Machine learning approach to predict acute kidney injury among patients undergoing multi-level spinal posterior instrumented fusion.
Background: Acute kidney injury (AKI) after spinal fusion is a significant morbidity that can lead to poor post-surgical outcomes. Identifying AKI risk factors and developing a risk model can raise surgeons' awareness and allow them to take actions to mitigate the risks. The objective of the current study is to develop machine learning (ML) models to assess patient risk factors predisposing to AKI after posterior spinal instrumented fusion.
Methods: Data was collected from the IBM MarketScan Database (2009-2021) for patients >18 years old who underwent spinal fusion with posterior instrumentation (3-6 levels).
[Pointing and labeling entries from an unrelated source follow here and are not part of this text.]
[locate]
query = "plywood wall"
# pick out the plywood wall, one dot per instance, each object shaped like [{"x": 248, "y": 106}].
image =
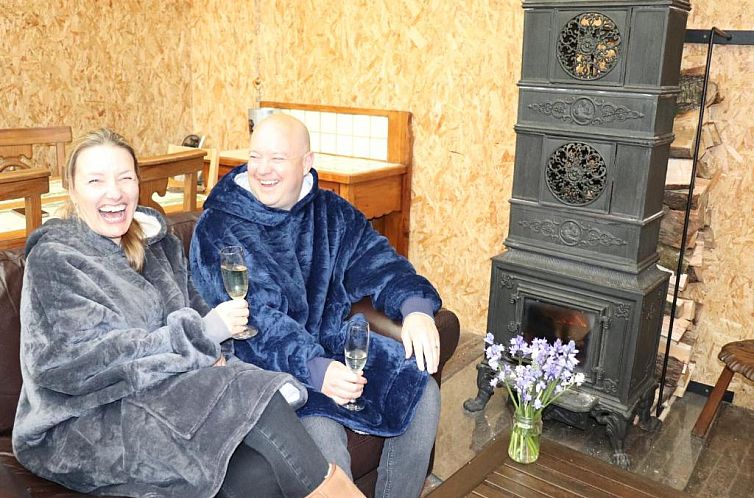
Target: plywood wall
[
  {"x": 728, "y": 290},
  {"x": 87, "y": 64}
]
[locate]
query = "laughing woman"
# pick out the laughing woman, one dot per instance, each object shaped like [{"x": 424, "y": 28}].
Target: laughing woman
[{"x": 125, "y": 390}]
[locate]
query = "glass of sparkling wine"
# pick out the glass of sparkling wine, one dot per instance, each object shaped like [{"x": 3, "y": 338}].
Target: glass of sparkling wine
[
  {"x": 236, "y": 280},
  {"x": 356, "y": 350}
]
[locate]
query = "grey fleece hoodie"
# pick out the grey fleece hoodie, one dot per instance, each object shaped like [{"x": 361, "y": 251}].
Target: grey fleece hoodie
[{"x": 119, "y": 396}]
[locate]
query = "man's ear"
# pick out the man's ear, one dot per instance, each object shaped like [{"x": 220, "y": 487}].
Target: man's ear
[{"x": 308, "y": 162}]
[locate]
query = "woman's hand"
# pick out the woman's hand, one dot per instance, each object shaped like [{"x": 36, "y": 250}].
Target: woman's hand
[
  {"x": 235, "y": 314},
  {"x": 419, "y": 335},
  {"x": 341, "y": 384}
]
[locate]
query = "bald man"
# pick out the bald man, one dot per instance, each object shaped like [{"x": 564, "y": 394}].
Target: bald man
[{"x": 310, "y": 256}]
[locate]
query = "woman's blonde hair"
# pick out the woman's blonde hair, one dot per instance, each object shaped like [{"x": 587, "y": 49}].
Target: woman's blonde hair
[{"x": 132, "y": 241}]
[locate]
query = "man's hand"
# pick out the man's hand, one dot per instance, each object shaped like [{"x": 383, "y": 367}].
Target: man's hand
[
  {"x": 419, "y": 335},
  {"x": 341, "y": 384},
  {"x": 235, "y": 314}
]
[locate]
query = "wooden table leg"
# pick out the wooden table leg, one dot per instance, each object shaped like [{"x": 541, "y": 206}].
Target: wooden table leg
[{"x": 703, "y": 423}]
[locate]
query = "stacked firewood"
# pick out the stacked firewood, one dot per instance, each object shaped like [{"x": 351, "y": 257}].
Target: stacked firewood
[{"x": 700, "y": 234}]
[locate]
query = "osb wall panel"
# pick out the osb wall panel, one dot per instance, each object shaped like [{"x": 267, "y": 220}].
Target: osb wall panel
[
  {"x": 728, "y": 290},
  {"x": 453, "y": 65},
  {"x": 91, "y": 63},
  {"x": 224, "y": 68}
]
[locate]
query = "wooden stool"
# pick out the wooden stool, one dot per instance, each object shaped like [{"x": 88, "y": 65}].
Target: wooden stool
[{"x": 738, "y": 358}]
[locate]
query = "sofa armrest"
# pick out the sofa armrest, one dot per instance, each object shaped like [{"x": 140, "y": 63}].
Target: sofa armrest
[{"x": 446, "y": 321}]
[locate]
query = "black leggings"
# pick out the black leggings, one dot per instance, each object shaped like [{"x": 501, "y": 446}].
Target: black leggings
[{"x": 277, "y": 458}]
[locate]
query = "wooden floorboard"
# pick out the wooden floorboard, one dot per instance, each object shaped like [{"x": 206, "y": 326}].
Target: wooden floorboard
[
  {"x": 591, "y": 469},
  {"x": 560, "y": 472},
  {"x": 529, "y": 486},
  {"x": 559, "y": 485}
]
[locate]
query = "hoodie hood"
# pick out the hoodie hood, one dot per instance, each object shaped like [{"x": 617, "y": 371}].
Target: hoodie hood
[
  {"x": 227, "y": 196},
  {"x": 76, "y": 233}
]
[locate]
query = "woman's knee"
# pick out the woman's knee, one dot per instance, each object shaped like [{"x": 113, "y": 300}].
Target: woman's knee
[{"x": 331, "y": 438}]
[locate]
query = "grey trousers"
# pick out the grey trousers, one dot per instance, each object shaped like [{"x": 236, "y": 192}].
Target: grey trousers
[{"x": 405, "y": 458}]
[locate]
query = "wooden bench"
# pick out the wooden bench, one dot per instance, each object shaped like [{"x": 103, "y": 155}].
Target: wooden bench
[
  {"x": 155, "y": 172},
  {"x": 559, "y": 472},
  {"x": 27, "y": 184}
]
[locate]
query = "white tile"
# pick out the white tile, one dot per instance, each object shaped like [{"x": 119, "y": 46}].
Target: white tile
[
  {"x": 315, "y": 142},
  {"x": 361, "y": 146},
  {"x": 328, "y": 122},
  {"x": 327, "y": 143},
  {"x": 378, "y": 149},
  {"x": 311, "y": 120},
  {"x": 299, "y": 114},
  {"x": 361, "y": 125},
  {"x": 345, "y": 124},
  {"x": 378, "y": 126},
  {"x": 344, "y": 145}
]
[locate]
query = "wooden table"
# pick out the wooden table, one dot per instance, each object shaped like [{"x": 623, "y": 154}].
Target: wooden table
[
  {"x": 559, "y": 472},
  {"x": 378, "y": 189}
]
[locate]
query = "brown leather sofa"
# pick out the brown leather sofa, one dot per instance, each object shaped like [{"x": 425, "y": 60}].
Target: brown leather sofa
[{"x": 15, "y": 481}]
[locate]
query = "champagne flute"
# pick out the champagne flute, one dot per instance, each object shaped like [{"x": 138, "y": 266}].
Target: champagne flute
[
  {"x": 356, "y": 350},
  {"x": 236, "y": 280}
]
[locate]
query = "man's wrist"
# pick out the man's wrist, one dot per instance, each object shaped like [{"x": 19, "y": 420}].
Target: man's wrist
[{"x": 417, "y": 305}]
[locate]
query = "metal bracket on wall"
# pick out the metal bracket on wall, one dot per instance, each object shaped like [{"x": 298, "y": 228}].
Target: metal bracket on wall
[
  {"x": 714, "y": 35},
  {"x": 736, "y": 37}
]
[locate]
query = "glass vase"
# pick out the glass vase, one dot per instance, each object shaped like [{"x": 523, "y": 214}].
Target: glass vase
[{"x": 524, "y": 443}]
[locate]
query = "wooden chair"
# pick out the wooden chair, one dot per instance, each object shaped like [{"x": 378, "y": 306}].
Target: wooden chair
[
  {"x": 212, "y": 157},
  {"x": 155, "y": 172},
  {"x": 28, "y": 184},
  {"x": 16, "y": 146},
  {"x": 738, "y": 358}
]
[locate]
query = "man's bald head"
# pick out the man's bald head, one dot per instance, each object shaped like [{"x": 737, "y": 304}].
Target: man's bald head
[{"x": 284, "y": 125}]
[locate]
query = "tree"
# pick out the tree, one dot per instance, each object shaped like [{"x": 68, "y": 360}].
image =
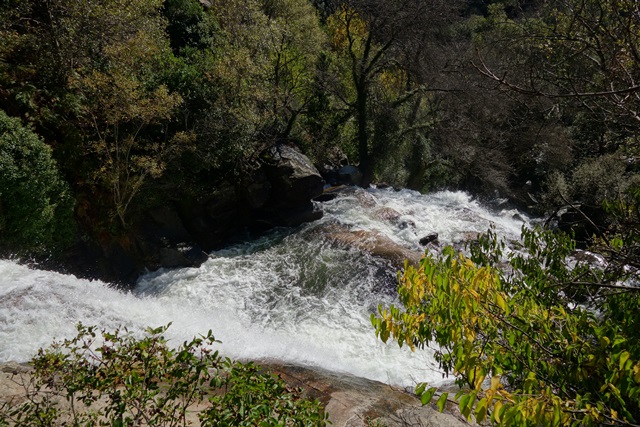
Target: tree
[
  {"x": 376, "y": 45},
  {"x": 549, "y": 340},
  {"x": 36, "y": 208},
  {"x": 584, "y": 54}
]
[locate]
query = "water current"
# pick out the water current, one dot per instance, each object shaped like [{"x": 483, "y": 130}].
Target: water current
[{"x": 291, "y": 296}]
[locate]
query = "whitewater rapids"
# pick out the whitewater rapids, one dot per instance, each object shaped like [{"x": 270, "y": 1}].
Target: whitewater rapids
[{"x": 290, "y": 296}]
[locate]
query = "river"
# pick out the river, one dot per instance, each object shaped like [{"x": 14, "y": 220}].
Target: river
[{"x": 291, "y": 296}]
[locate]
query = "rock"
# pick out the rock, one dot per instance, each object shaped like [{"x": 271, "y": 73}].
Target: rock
[
  {"x": 388, "y": 214},
  {"x": 293, "y": 177},
  {"x": 349, "y": 401},
  {"x": 350, "y": 174},
  {"x": 372, "y": 242},
  {"x": 357, "y": 402},
  {"x": 367, "y": 200},
  {"x": 257, "y": 190},
  {"x": 166, "y": 225},
  {"x": 291, "y": 217},
  {"x": 184, "y": 256},
  {"x": 429, "y": 238}
]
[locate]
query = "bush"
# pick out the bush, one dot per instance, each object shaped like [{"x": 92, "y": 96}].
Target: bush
[
  {"x": 36, "y": 210},
  {"x": 115, "y": 379},
  {"x": 548, "y": 340}
]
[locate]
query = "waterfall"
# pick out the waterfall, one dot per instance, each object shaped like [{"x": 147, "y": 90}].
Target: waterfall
[{"x": 292, "y": 295}]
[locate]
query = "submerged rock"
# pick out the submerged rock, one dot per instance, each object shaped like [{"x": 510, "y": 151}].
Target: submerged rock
[
  {"x": 372, "y": 242},
  {"x": 358, "y": 402}
]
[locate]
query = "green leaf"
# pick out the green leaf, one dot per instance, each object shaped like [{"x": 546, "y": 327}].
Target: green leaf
[
  {"x": 442, "y": 401},
  {"x": 426, "y": 397},
  {"x": 481, "y": 410},
  {"x": 463, "y": 402},
  {"x": 624, "y": 356}
]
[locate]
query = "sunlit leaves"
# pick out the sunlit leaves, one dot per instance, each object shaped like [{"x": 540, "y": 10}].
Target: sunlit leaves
[
  {"x": 102, "y": 378},
  {"x": 523, "y": 350}
]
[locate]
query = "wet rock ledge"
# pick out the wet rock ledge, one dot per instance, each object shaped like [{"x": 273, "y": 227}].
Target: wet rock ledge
[{"x": 349, "y": 401}]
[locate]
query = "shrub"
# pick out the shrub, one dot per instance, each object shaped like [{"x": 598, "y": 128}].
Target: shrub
[
  {"x": 115, "y": 379},
  {"x": 36, "y": 209},
  {"x": 548, "y": 340}
]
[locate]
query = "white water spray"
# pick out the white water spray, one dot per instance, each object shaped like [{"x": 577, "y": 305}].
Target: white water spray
[{"x": 289, "y": 296}]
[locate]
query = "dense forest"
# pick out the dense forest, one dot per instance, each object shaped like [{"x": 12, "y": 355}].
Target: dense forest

AKI incidence (defined by the International Classification of Diseases codes) was recorded 90-day post-surgery. Risk factors for AKI were investigated and compared through several ML models including logistic regression, linear support vector machine (LSVM), random forest, extreme gradient boosting (XGBoost), and neural networks.
Results: Among the 141,697 patients who underwent fusion with posterior instrumentation (3-6 levels), the overall rate of 90-day AKI was 2.96%. We discovered that the logistic regression model and LSVM demonstrated the best predictions with area under the curve (AUC) values of 0.75. The most important AKI prediction features included chronic renal disease, hypertension, diabetes mellitus ± complications, older age (>50 years old), and congestive heart failure. Patients who did not have these five key risk factors had a 90-day AKI rate of 0.29%. Patients who had an increasing number of key risk factors subsequently had higher risks of postoperative AKI.
Conclusions: The analysis of the data with different ML models identified 5 key variables that are most closely associated with AKI: chronic renal disease, hypertension, diabetes mellitus ± complications, older age (>50 years old), and congestive heart failure. These variables constitute a simple risk calculator with additive odds ratio ranging from 3.38 (1 risk factor) to 91.10 (5 risk factors) over 90 days after posterior spinal fusion surgery. These findings can help surgeons risk-stratify their patients for AKI risk, and potentially guide post-operative monitoring and medical management.